After two years of struggling to find the right fit, Surovy said she knew within minutes of visiting that St. Adalbert, with its own sensory room, was the perfect fit for her special needs son.
"If you need to get your wiggles out, swing on a swing, jump on a crash pad, that's in this school," said Surovy.
On Tuesday, Surovy, along with the parents of the 109 students currently at the school, were told declining enrollment at the K-8 building could have devastating consequences.
"It was a shock to the system, and then I was sad," said David Kushlak.
Three of Kushlak's four children attend St. Adalbert.
"We are thrilled that they are here.

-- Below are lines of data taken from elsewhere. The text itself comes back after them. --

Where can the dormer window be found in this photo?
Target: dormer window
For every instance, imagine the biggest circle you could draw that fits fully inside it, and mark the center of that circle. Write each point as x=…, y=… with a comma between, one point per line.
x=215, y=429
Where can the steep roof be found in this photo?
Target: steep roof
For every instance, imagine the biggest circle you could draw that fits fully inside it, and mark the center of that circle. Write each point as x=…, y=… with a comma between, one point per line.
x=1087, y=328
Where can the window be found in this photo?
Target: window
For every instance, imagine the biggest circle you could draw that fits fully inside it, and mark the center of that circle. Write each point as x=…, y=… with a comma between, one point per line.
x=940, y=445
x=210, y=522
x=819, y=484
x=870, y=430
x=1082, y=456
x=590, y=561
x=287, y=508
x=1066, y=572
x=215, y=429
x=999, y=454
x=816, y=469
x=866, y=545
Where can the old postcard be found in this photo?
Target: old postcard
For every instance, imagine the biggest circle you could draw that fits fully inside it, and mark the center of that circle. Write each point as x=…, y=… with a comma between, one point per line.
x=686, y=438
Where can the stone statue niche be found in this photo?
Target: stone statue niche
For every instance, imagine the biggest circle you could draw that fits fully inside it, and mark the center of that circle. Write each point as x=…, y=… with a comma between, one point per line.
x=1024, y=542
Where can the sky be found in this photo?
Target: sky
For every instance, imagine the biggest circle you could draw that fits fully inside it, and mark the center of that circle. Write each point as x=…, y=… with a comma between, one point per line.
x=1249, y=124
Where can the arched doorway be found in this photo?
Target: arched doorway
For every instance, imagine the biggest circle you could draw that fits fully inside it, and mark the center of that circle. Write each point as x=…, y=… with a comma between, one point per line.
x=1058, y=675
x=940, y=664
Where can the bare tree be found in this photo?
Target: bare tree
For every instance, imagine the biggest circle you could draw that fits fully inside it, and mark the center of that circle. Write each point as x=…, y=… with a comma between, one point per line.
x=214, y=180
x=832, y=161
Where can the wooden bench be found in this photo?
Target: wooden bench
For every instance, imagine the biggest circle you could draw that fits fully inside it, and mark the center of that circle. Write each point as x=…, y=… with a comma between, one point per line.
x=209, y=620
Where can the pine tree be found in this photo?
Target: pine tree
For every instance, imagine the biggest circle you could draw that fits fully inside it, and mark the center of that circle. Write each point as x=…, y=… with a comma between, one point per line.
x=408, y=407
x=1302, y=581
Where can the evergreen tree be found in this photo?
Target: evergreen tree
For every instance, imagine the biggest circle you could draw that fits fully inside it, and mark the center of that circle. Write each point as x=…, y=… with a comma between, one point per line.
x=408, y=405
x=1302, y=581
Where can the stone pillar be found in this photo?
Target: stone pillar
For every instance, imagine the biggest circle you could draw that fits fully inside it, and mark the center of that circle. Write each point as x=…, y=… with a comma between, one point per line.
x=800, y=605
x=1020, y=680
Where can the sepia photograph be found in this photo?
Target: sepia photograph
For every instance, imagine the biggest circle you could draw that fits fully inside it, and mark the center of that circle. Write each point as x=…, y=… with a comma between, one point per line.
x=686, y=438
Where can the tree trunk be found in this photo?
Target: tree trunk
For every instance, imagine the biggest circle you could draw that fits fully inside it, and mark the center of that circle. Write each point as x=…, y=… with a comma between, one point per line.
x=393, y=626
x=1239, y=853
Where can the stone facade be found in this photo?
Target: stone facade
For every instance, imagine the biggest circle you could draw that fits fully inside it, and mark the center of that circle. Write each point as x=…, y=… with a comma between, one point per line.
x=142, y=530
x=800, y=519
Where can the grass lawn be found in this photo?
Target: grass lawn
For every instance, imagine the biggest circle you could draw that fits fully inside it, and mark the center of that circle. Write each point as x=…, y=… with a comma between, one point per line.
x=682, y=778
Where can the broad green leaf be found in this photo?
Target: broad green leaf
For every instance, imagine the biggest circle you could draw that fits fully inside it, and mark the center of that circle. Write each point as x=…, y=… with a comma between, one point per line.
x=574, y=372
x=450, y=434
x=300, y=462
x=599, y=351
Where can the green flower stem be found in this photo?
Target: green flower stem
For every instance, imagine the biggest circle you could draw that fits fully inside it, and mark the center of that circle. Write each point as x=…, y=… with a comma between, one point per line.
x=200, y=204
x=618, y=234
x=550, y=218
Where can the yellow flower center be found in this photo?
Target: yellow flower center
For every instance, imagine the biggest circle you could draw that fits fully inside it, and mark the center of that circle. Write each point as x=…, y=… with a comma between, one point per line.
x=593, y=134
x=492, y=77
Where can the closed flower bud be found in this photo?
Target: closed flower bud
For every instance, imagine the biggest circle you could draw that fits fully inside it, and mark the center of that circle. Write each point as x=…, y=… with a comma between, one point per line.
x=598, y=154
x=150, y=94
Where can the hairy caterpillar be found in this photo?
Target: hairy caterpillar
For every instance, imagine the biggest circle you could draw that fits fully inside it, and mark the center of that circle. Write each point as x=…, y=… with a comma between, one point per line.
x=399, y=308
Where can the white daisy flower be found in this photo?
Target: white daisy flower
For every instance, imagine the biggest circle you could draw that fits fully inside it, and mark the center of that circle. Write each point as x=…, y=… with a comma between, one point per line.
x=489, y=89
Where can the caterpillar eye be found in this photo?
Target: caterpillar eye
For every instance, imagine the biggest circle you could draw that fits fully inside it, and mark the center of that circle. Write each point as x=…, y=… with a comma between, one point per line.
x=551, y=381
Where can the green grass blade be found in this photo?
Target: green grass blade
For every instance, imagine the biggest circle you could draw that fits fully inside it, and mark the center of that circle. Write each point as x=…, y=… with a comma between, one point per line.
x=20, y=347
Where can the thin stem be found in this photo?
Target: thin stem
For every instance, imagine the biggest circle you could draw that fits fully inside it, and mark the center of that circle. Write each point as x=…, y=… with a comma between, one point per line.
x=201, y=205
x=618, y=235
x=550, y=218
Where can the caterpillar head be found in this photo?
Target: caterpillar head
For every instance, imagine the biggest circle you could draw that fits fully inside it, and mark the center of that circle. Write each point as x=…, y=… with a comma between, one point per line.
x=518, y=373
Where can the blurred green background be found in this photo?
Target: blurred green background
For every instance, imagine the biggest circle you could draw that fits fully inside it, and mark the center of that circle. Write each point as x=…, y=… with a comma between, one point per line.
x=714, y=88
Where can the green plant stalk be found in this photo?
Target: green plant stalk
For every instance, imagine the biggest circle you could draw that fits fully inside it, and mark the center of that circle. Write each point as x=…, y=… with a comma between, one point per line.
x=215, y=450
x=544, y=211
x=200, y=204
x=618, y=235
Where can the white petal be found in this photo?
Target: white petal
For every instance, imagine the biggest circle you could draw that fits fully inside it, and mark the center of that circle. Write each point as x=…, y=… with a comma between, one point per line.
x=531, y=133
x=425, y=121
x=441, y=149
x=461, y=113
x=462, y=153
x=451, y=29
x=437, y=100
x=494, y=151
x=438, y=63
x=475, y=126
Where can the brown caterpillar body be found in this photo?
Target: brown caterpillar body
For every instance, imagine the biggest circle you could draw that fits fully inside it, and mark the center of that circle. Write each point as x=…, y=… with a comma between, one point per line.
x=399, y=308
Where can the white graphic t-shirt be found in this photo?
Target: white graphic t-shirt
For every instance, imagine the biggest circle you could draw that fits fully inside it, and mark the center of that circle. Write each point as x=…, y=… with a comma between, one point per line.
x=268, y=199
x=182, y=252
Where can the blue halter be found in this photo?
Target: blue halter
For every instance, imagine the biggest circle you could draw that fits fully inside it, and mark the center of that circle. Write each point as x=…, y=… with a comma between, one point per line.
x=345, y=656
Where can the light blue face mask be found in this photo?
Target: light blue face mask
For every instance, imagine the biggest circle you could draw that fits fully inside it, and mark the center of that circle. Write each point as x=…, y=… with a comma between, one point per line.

We looked at other schools," said Kushlak.
A spokesman for the Cleveland Diocese told News 5 that the school needs to not only boost enrollment numbers, it also needs to raise additional funds to ensure future operations.
"We need a boost from the community, there's no way around that," said Kushlak.
Parents like Kushlak are now ready to passionately share their experiences.
"We wanted our kids to be in a place where they felt loved, we wanted our kids to be in a place where they could learn compassion and empathy and could be challenged academically and that all happens here," said Kushlak.
By doing so, they hope to encourage other moms and dads to consider this historic place of learning.
"We want people to know that they can be a part of that," said Kushlak.
With no timetable or exact dollar amount given, it’s business as usual at the school, with an open house for new families in the works for January.
"This school, it's still here. Yes, there's a sense of urgency, but we're going on 150 years," said Kushlak.
The Academy of St. Adalbert was founded in 1874 by polish immigrants, so there is also an important historical significance for saving this school.
A spokesman for the Diocese told News 5 they are taking that legacy and the importance to the community into consideration.